I 7 comandamenti di Assoconfidi

Assoconfidi, l’associazione di categoria che riunisce il 95% dei confidi siciliani, in grado di garantire alle circa 70.000 aziende socie ben due miliardi di euro di finanziamenti, ha stilato un documento con sette precisi punti che ha sottoposto ai candidati alla Presidenza della Regione Siciliana in occasione di un incontro pubblico che si è svolto il 17 ottobre, presso la sala “Belvedere” della Camera di Commercio a Palermo.

«L’obiettivo – precisa il presidente di Assoconfidi Sicilia, Vito Rinaudo – è mettere i futuri interlocutori politici della Regione Siciliana
davanti alla drammatica situazione nella quale versano il comparto dei Confidi e quello delle micro e piccole-medie imprese (M-Pmi), pretendendo finalmente risposte precise». Presenti all’incontro, Giancarlo Cancelleri (M5S) e Gaetano Armao (per la coalizione di centrodestra guidata da Nello Musumeci); quindi, Pino Apprendi indicato dalla lista di Claudio Fava (impegnato a Roma in una registrazione televisiva). Assenti (per impegni pregressi già comunicati) il candidato Roberto La Rosa (movimento “Siciliani Liberi”) e Fabrizio Micari (centrosinistra) che, invece, ha dato forfait all’ultimo momento. Il documento, che è stato oggetto del confronto moderato dal giornalista del Sole-24 Ore, Nino Amadore, sottolinea con dati e rapporti delle diverse istituzioni e dei principali centri studi, a cominciare da Banca d’Italia, la difficoltà riscontrata nell’accesso al credito da parte delle imprese siciliane che, in un contesto affatto favorevole, continuano a rappresentare il polmone sano dell’economia regionale. I punti principali sui quali i relatori hanno preso pubblicamente impegni e che saranno oggetto di verifica a 100 giorni dalle elezioni sono stati, tra gli altri, il rifinanziamento dei confidi attraverso la patrimonializzazione dei fondi rischi; l’attuazione della limitazione – già prevista dalla legge Bassanini del 1996 – alle sole controgaranzie, per il finanziamento alle imprese siciliane, del Fondo Centrale di Garanzia presso MCC (MedioCredito Centrale S.p.A.) o, quantomeno, limitare l’intervento di detto Fondo alle operazioni di importo pari o inferiore a 150.000 euro; quindi, procedere all’accorpamento di Irfis, Crias e Ircac per farne un unico soggetto di riferimento. «Apprezziamo queste aperture da parte dei futuri interlocutori della politica regionale – ha aggiunto Rinaudo – ma non diamo nulla per scontato poiché la stessa politica regionale ci ha abituati a essere molto prudenti. Non è un caso che nel corso di questa legislatura in scadenza – ha ancora precisato Rinaudo – abbiamo registrato la totale assenza di interventi a favore del comparto. Che poi – ha sottolineato – vuol dire assenza di sostegno alle nostre imprese che dovrebbero muovere l’economia. Serve pianificare e programmare, in maniera strutturale e non contingente, una volta per tutte».

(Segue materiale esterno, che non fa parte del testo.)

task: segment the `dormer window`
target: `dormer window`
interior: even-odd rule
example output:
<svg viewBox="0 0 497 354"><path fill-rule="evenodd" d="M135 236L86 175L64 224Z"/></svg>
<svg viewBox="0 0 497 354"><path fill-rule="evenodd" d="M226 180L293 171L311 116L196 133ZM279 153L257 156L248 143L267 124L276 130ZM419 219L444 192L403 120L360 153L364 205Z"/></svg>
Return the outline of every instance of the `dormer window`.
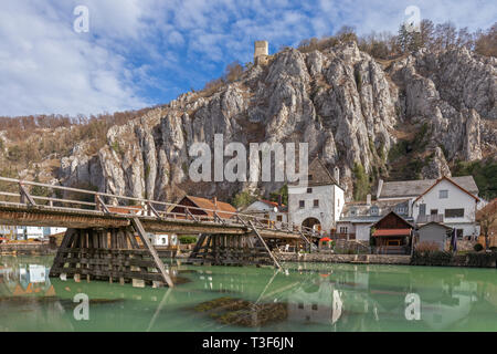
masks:
<svg viewBox="0 0 497 354"><path fill-rule="evenodd" d="M401 214L401 215L408 214L408 208L406 207L396 207L395 212Z"/></svg>
<svg viewBox="0 0 497 354"><path fill-rule="evenodd" d="M440 199L447 199L448 198L448 190L447 189L438 190L438 198Z"/></svg>

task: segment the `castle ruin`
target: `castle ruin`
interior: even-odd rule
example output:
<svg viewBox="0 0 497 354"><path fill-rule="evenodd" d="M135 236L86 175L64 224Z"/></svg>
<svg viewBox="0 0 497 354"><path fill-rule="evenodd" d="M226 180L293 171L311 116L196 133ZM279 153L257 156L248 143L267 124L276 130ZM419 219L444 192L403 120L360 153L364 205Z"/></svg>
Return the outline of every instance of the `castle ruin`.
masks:
<svg viewBox="0 0 497 354"><path fill-rule="evenodd" d="M255 41L254 64L266 65L269 59L269 44L267 41Z"/></svg>

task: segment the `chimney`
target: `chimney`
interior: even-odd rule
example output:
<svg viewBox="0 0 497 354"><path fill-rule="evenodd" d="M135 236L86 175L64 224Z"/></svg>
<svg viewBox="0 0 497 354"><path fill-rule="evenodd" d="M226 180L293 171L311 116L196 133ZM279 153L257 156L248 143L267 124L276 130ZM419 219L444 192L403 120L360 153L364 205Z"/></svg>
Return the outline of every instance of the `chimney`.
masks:
<svg viewBox="0 0 497 354"><path fill-rule="evenodd" d="M381 188L383 188L383 179L378 180L377 199L380 199Z"/></svg>
<svg viewBox="0 0 497 354"><path fill-rule="evenodd" d="M340 184L340 168L338 166L335 166L334 168L334 178L337 181L337 185Z"/></svg>

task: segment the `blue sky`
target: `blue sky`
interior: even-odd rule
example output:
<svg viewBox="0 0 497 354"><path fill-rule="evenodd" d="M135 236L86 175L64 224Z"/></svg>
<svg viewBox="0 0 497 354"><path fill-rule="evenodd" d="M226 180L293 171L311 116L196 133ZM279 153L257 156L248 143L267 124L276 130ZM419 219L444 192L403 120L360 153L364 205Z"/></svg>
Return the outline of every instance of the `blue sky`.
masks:
<svg viewBox="0 0 497 354"><path fill-rule="evenodd" d="M89 31L73 29L77 6ZM163 104L252 61L253 42L281 45L353 25L396 32L421 18L469 30L497 19L495 1L2 0L0 115L98 114Z"/></svg>

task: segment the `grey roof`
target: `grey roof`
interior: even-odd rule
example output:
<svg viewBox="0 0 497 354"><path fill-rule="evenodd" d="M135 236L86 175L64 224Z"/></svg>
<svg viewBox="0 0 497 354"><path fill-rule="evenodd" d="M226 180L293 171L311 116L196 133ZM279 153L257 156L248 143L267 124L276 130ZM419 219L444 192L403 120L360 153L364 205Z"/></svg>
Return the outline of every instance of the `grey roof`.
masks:
<svg viewBox="0 0 497 354"><path fill-rule="evenodd" d="M475 196L478 195L478 187L473 176L450 177L450 179ZM436 181L437 179L385 181L379 198L417 197Z"/></svg>
<svg viewBox="0 0 497 354"><path fill-rule="evenodd" d="M379 217L389 214L392 210L399 210L399 207L405 208L405 211L409 211L409 198L404 199L393 199L393 200L371 200L371 204L367 204L366 201L348 201L345 204L343 209L341 210L342 218L357 218L357 217ZM378 208L378 216L371 215L371 208ZM355 211L352 215L351 211Z"/></svg>

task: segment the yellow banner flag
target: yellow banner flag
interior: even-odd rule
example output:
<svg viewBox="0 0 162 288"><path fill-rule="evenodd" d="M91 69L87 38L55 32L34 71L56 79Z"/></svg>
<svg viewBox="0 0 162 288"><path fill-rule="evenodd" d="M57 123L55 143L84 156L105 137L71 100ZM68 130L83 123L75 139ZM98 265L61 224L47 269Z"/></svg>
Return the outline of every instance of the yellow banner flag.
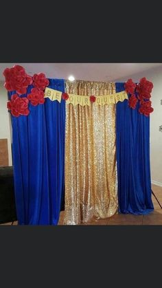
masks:
<svg viewBox="0 0 162 288"><path fill-rule="evenodd" d="M62 92L51 88L46 88L45 98L49 98L51 101L58 100L60 103L62 98ZM103 106L117 103L119 101L123 102L125 99L128 99L126 91L115 93L113 94L104 95L95 97L95 105ZM69 98L66 100L67 104L72 104L73 106L80 104L81 106L91 105L90 96L76 94L69 94Z"/></svg>
<svg viewBox="0 0 162 288"><path fill-rule="evenodd" d="M46 88L45 91L45 98L49 98L50 100L58 100L60 103L61 102L62 92L54 90L51 88Z"/></svg>

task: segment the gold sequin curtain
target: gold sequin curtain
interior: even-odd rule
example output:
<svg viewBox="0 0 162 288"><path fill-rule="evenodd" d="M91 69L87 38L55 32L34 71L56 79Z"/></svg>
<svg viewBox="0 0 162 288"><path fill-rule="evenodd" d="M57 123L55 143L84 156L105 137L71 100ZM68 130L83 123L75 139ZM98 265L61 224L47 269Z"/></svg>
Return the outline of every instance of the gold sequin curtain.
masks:
<svg viewBox="0 0 162 288"><path fill-rule="evenodd" d="M114 82L66 81L66 92L115 93ZM115 105L66 104L64 223L107 218L117 210Z"/></svg>

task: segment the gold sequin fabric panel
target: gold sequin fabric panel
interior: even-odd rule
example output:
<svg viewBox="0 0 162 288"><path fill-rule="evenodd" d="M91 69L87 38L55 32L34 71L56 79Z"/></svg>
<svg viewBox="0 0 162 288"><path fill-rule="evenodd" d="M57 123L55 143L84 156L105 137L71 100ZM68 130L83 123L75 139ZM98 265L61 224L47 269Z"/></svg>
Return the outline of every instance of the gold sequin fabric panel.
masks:
<svg viewBox="0 0 162 288"><path fill-rule="evenodd" d="M66 81L66 92L102 96L115 93L114 82ZM65 225L117 210L115 104L66 104Z"/></svg>

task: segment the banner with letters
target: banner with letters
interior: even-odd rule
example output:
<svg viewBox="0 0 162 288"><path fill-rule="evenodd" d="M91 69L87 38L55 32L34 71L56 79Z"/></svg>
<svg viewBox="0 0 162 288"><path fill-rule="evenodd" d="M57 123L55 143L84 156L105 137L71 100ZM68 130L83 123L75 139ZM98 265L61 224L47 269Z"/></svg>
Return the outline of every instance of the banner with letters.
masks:
<svg viewBox="0 0 162 288"><path fill-rule="evenodd" d="M49 98L51 101L58 100L60 103L62 100L62 92L52 89L51 88L46 88L45 91L45 98ZM67 104L72 104L73 106L78 104L81 106L91 105L91 96L76 95L76 94L67 94L68 95L66 100ZM128 100L128 94L126 91L122 91L119 93L115 93L113 94L104 95L95 97L95 105L110 105L111 104L116 104L119 101L123 102L125 99Z"/></svg>

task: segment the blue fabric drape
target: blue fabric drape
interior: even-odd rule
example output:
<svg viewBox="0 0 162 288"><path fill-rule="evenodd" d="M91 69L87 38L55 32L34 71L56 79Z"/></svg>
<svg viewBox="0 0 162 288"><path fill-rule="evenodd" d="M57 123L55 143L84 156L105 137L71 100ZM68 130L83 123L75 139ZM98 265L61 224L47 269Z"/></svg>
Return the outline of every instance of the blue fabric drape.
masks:
<svg viewBox="0 0 162 288"><path fill-rule="evenodd" d="M49 87L65 91L64 80L49 80ZM47 98L44 104L30 104L29 109L27 117L12 116L19 224L57 225L65 184L65 102Z"/></svg>
<svg viewBox="0 0 162 288"><path fill-rule="evenodd" d="M116 91L125 90L116 83ZM117 163L119 210L121 213L148 214L153 210L150 165L150 118L128 107L116 105Z"/></svg>

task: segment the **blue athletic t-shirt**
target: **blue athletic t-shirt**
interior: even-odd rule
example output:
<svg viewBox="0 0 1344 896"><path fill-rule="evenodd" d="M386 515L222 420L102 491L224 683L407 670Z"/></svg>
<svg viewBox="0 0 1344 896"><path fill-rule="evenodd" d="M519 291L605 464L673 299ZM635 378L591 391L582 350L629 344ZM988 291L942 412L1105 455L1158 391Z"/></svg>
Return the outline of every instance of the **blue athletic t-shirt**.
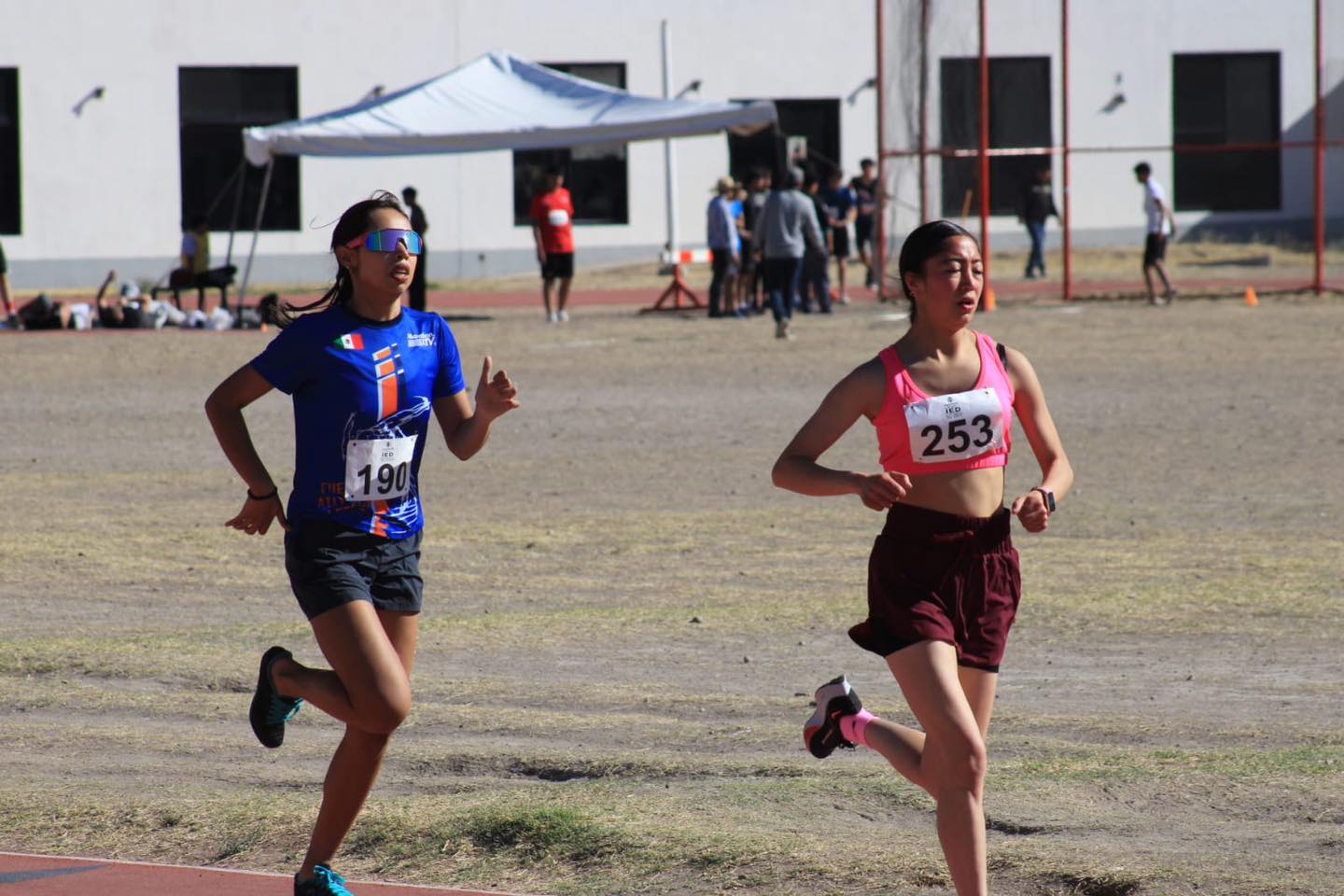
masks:
<svg viewBox="0 0 1344 896"><path fill-rule="evenodd" d="M419 465L434 399L466 388L438 314L371 321L340 305L305 314L253 359L294 399L289 520L405 539L423 527Z"/></svg>

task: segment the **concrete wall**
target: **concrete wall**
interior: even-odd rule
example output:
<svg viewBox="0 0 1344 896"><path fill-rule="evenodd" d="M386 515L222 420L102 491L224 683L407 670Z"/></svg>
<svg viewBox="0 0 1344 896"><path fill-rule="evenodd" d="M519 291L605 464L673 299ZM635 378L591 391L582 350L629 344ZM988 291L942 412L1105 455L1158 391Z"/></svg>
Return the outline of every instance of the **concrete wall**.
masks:
<svg viewBox="0 0 1344 896"><path fill-rule="evenodd" d="M660 20L672 30L673 90L700 98L844 98L874 74L870 0L458 0L380 9L356 0L0 0L0 64L19 69L23 232L7 235L16 287L89 286L109 267L155 279L180 240L177 69L298 67L300 116L348 105L505 48L539 62L624 62L626 86L661 95ZM817 31L828 35L818 47ZM844 34L848 47L837 46ZM825 52L821 52L825 51ZM75 116L73 106L105 87ZM841 102L841 161L876 150L875 91ZM704 204L727 169L723 136L675 142L679 227L703 243ZM419 189L431 278L532 265L515 227L507 152L300 163L302 227L263 232L254 282L320 282L329 226L376 188ZM12 185L4 185L5 189ZM661 142L629 146L629 218L581 226L579 262L655 261L667 239ZM249 238L250 239L250 238ZM216 261L226 234L212 235ZM247 239L235 244L235 258Z"/></svg>
<svg viewBox="0 0 1344 896"><path fill-rule="evenodd" d="M939 142L941 97L938 60L978 55L976 0L933 0L930 20L929 125L930 145ZM918 38L918 0L888 3L891 27L891 90L887 94L888 146L918 148L909 109L918 95L918 67L913 51ZM1130 239L1141 232L1141 193L1132 168L1146 160L1153 176L1173 191L1172 153L1150 149L1169 145L1172 133L1172 56L1185 52L1278 52L1282 140L1312 138L1314 102L1312 0L1126 0L1070 4L1070 110L1071 142L1081 148L1148 146L1124 152L1077 152L1073 156L1074 227L1082 243ZM1322 27L1327 52L1325 93L1331 107L1344 103L1344 4L1328 0ZM991 56L1048 56L1051 59L1051 113L1055 142L1062 142L1063 78L1060 63L1060 4L1058 0L993 0L988 7ZM1113 103L1122 93L1125 99ZM1336 116L1332 134L1344 137ZM1328 168L1328 210L1344 212L1344 154L1332 153ZM914 163L895 163L895 189L903 210L896 230L918 218L918 179ZM1277 212L1179 212L1181 228L1206 232L1305 232L1312 215L1310 150L1282 153L1282 208ZM1054 163L1056 203L1063 206L1060 161ZM938 165L927 176L931 208L941 208ZM978 201L978 200L977 200ZM973 211L974 214L974 211ZM1337 224L1336 224L1337 226ZM1011 216L995 218L991 232L1012 236L1020 230ZM1004 243L1007 244L1007 243Z"/></svg>

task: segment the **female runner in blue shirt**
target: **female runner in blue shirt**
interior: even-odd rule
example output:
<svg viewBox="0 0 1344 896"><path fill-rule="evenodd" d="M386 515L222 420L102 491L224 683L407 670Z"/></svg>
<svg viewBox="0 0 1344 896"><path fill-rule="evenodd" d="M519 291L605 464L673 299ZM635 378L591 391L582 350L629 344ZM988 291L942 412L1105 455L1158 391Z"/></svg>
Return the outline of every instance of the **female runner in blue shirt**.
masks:
<svg viewBox="0 0 1344 896"><path fill-rule="evenodd" d="M349 891L331 860L364 805L388 739L411 708L422 579L419 463L430 411L449 450L481 450L517 390L489 356L466 395L452 332L438 314L403 308L422 240L396 197L378 193L336 223L336 282L206 402L215 437L247 484L226 525L285 529L285 568L331 669L284 647L262 656L250 721L266 747L308 701L345 723L332 758L296 896ZM293 396L294 486L288 512L253 446L242 410L273 388Z"/></svg>
<svg viewBox="0 0 1344 896"><path fill-rule="evenodd" d="M925 789L958 896L985 896L985 736L1021 595L1009 521L1044 531L1074 473L1031 363L970 329L984 290L974 238L945 220L917 227L899 269L910 330L831 390L780 455L774 484L887 510L868 560L868 618L849 637L886 658L923 731L863 709L841 676L817 690L804 742L818 759L870 747ZM1004 506L1013 414L1042 478ZM860 416L876 429L883 472L821 466Z"/></svg>

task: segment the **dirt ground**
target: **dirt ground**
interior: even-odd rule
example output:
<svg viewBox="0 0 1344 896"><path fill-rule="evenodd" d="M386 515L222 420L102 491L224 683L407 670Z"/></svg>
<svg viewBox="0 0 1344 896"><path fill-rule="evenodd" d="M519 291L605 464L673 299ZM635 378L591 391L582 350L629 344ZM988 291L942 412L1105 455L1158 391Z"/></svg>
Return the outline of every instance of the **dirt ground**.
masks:
<svg viewBox="0 0 1344 896"><path fill-rule="evenodd" d="M773 489L891 306L766 320L535 309L453 322L523 407L426 451L417 708L337 868L539 893L950 893L933 805L802 751L847 672L909 720L863 615L880 517ZM1344 304L1001 306L1078 474L1015 531L991 732L992 892L1344 893ZM255 658L320 662L280 539L202 412L261 333L0 336L0 849L288 869L335 723L246 723ZM469 376L474 382L474 376ZM284 396L249 410L278 481ZM828 459L874 469L866 424ZM1009 492L1035 484L1017 434Z"/></svg>

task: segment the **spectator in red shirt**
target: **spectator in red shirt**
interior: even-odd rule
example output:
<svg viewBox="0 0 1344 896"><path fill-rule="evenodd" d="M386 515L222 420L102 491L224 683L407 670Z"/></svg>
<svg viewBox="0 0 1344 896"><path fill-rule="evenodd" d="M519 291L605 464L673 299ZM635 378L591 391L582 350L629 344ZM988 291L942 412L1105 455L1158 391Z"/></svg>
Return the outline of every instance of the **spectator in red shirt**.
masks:
<svg viewBox="0 0 1344 896"><path fill-rule="evenodd" d="M559 324L570 320L564 310L574 279L574 201L564 189L564 169L552 165L546 169L546 192L532 197L532 238L536 240L536 261L542 263L542 301L546 320ZM551 289L560 281L556 308L551 310Z"/></svg>

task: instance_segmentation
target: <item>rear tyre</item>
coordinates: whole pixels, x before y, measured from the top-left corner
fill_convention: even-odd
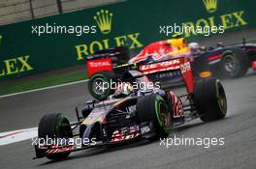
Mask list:
[[[225,77],[236,78],[244,75],[249,68],[246,53],[239,48],[227,50],[223,53],[220,69]]]
[[[194,102],[204,122],[223,119],[227,114],[226,94],[216,78],[202,78],[195,83]]]
[[[149,137],[149,140],[165,138],[170,134],[171,114],[162,97],[152,94],[140,99],[137,112],[140,123],[151,121],[155,127],[155,135]]]
[[[38,136],[39,138],[70,138],[72,137],[72,129],[70,122],[63,117],[61,113],[52,113],[45,115],[39,122]],[[70,153],[59,153],[50,155],[47,157],[48,159],[62,159],[67,157]]]
[[[93,74],[88,82],[88,90],[93,98],[104,100],[114,93],[111,82],[115,82],[115,74],[112,71],[100,71]]]

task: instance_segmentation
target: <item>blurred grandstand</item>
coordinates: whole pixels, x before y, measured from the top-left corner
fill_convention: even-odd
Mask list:
[[[122,0],[2,0],[0,25],[116,3]]]

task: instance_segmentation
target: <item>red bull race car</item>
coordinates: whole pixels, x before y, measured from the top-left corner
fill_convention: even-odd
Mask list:
[[[186,57],[197,77],[240,77],[251,67],[256,69],[256,44],[246,43],[216,48],[200,46],[197,42],[187,44],[183,38],[160,41],[145,46],[130,59],[125,47],[105,49],[88,56],[86,66],[88,90],[97,99],[105,99],[112,90],[101,90],[97,84],[104,81],[118,81],[123,71],[137,70],[148,74],[152,81],[159,81],[162,89],[182,82],[177,58]],[[170,60],[174,59],[174,60]]]
[[[77,123],[70,123],[61,113],[45,115],[38,127],[35,158],[61,159],[89,148],[157,140],[197,118],[204,122],[223,119],[227,99],[220,81],[213,77],[195,81],[187,58],[177,60],[186,94],[161,90],[147,78],[153,72],[127,70],[113,95],[103,101],[87,101],[81,110],[76,108]]]

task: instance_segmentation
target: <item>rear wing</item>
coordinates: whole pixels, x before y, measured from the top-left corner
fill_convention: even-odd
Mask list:
[[[99,50],[86,57],[88,76],[99,71],[111,71],[113,67],[127,63],[128,60],[129,49],[125,46]]]
[[[137,66],[144,74],[180,71],[188,93],[194,92],[194,76],[190,61],[186,57],[172,58]]]

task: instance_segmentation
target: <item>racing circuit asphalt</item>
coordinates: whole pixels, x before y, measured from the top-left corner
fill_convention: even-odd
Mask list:
[[[193,121],[173,130],[176,137],[224,137],[224,146],[171,146],[146,140],[113,148],[95,148],[73,153],[62,161],[33,160],[32,141],[0,147],[2,169],[31,168],[255,168],[256,167],[256,73],[223,80],[228,98],[228,115],[221,121],[204,124]],[[180,92],[182,89],[176,89]],[[36,127],[45,113],[64,112],[75,120],[74,108],[90,99],[86,84],[0,99],[0,131]]]

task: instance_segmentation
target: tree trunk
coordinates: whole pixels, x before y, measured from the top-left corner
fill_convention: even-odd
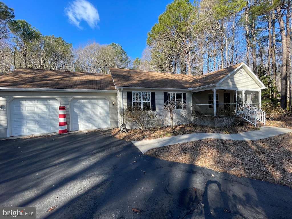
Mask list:
[[[287,32],[286,33],[286,40],[287,45],[287,76],[289,76],[289,83],[287,84],[289,85],[289,112],[290,113],[292,112],[292,104],[291,102],[292,99],[291,97],[291,2],[290,1],[288,1],[287,3],[287,12],[286,17],[286,27]]]
[[[283,109],[287,108],[287,44],[286,42],[285,27],[283,20],[283,14],[280,6],[276,8],[277,17],[279,23],[279,27],[282,41],[282,65],[281,69],[281,108]]]
[[[191,62],[190,60],[191,54],[189,51],[187,55],[187,73],[188,74],[192,74],[192,71],[191,70]]]
[[[245,39],[246,41],[246,65],[248,66],[248,52],[249,48],[249,32],[248,31],[248,2],[246,1],[246,6],[245,8],[245,30],[246,32]]]
[[[277,73],[276,66],[276,34],[275,32],[275,10],[272,13],[272,69],[273,71],[273,86],[275,88],[274,93],[274,98],[277,98],[278,89],[277,88]]]
[[[271,49],[272,46],[272,42],[271,41],[272,37],[271,35],[271,29],[272,25],[271,24],[271,21],[270,14],[269,15],[269,18],[267,20],[268,23],[268,25],[269,27],[269,29],[268,30],[268,39],[269,41],[269,42],[268,44],[268,63],[267,66],[267,74],[270,77],[271,73],[270,71],[270,66],[271,65]],[[270,98],[271,97],[271,94],[270,94]]]

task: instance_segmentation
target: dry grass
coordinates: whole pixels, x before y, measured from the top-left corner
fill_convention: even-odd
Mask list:
[[[292,128],[292,117],[268,121],[266,125]],[[161,129],[144,133],[137,130],[122,134],[117,133],[118,130],[112,132],[126,140],[139,140],[194,132],[231,134],[254,130],[252,126],[214,128],[186,126],[176,127],[171,134],[170,130]],[[255,140],[201,140],[154,148],[145,154],[292,188],[292,133]]]
[[[206,132],[209,133],[234,134],[249,131],[258,130],[253,126],[240,126],[236,127],[223,127],[213,128],[206,126],[193,126],[191,125],[180,125],[174,128],[173,132],[170,131],[170,128],[166,129],[153,129],[150,131],[141,132],[139,129],[131,129],[127,133],[120,133],[118,128],[112,130],[112,133],[118,138],[126,141],[140,141],[149,140],[160,138],[174,136],[191,133]]]

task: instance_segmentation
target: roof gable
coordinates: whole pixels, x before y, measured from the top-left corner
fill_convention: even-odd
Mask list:
[[[187,89],[195,78],[194,75],[109,68],[117,88],[145,88]]]
[[[0,76],[0,87],[115,90],[107,74],[19,68]]]

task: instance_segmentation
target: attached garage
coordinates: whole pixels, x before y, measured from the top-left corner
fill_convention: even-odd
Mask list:
[[[70,109],[72,131],[110,127],[109,104],[105,98],[74,98]]]
[[[110,127],[109,104],[105,98],[75,98],[70,109],[72,131]]]
[[[54,98],[13,99],[9,103],[11,135],[58,132],[60,105]]]

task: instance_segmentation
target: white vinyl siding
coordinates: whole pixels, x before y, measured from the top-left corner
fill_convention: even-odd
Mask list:
[[[242,71],[241,72],[239,72],[239,70]],[[219,86],[255,89],[259,89],[260,88],[257,83],[242,68],[233,73],[220,83]]]

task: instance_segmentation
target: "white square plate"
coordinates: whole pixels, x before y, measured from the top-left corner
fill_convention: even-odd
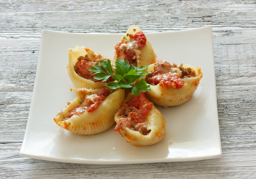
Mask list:
[[[210,159],[221,156],[217,108],[212,28],[146,34],[158,59],[202,69],[203,78],[184,104],[156,106],[166,121],[166,135],[159,143],[136,147],[114,131],[80,135],[53,121],[68,101],[76,96],[66,67],[68,48],[84,46],[112,59],[123,34],[42,32],[34,87],[20,155],[68,163],[128,164]],[[174,142],[173,143],[173,142]]]

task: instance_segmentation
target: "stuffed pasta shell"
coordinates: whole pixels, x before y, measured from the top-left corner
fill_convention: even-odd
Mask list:
[[[114,119],[117,124],[115,131],[135,146],[158,142],[166,133],[163,117],[142,91],[138,96],[128,94]]]
[[[124,90],[113,92],[105,88],[71,88],[71,90],[77,96],[72,102],[68,101],[65,109],[54,118],[58,125],[81,135],[99,133],[113,125],[115,114],[125,98]]]
[[[129,27],[115,49],[114,60],[120,58],[139,67],[156,61],[157,57],[151,44],[141,30],[136,26]]]
[[[179,66],[162,60],[145,70],[152,72],[144,77],[151,89],[146,91],[147,98],[166,107],[180,105],[191,98],[203,77],[200,68],[188,64]]]
[[[95,54],[91,49],[76,46],[74,49],[69,49],[69,62],[67,67],[69,75],[77,88],[85,88],[96,89],[103,88],[109,81],[114,81],[111,77],[107,81],[102,82],[93,78],[96,74],[88,69],[100,65],[99,60],[105,61],[107,58],[99,53]],[[114,63],[111,62],[111,64]]]

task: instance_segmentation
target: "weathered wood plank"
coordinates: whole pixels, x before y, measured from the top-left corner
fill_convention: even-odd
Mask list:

Diverse le priorità individuate da Assoconfidi, soprattutto alla luce della totale assenza di interventi a favore dei Confidi nel corso di questa legislatura in scadenza: tra esse, a) approvazione del disegno di legge sul “Rifinanziamento dei Consorzi Fidi ex Legge Regionale n. 11/2005”, prevedendo un aumento delle risorse da stanziare; b) riforma della legge regionale 21 settembre 2005, n. 11recante norme sul “Riordino della disciplina dell’attività di garanzia collettiva dei fidi” con attenzione, in particolare, alla patrimonializzazione dei fondi rischi e ai progetti di riorganizzazione o fusione dei Confidi e allo snellimento dei parametri di riconoscimento dello status di confidi da parte della Regione Siciliana; c) valorizzazione dei fondi rischi dei Confidi attraverso le misure previste dal PO FESR e dal PSR 2014/2020 a sostegno della garanzia per l’accesso al credito delle M-Pmi (strumenti di tranched cover per portafogli di finanziamenti e di fideiussioni); d) raccordo, nell’ambito di una riforma del credito agevolato in Sicilia, tra Irfis, Crias, Ircac e Confidi.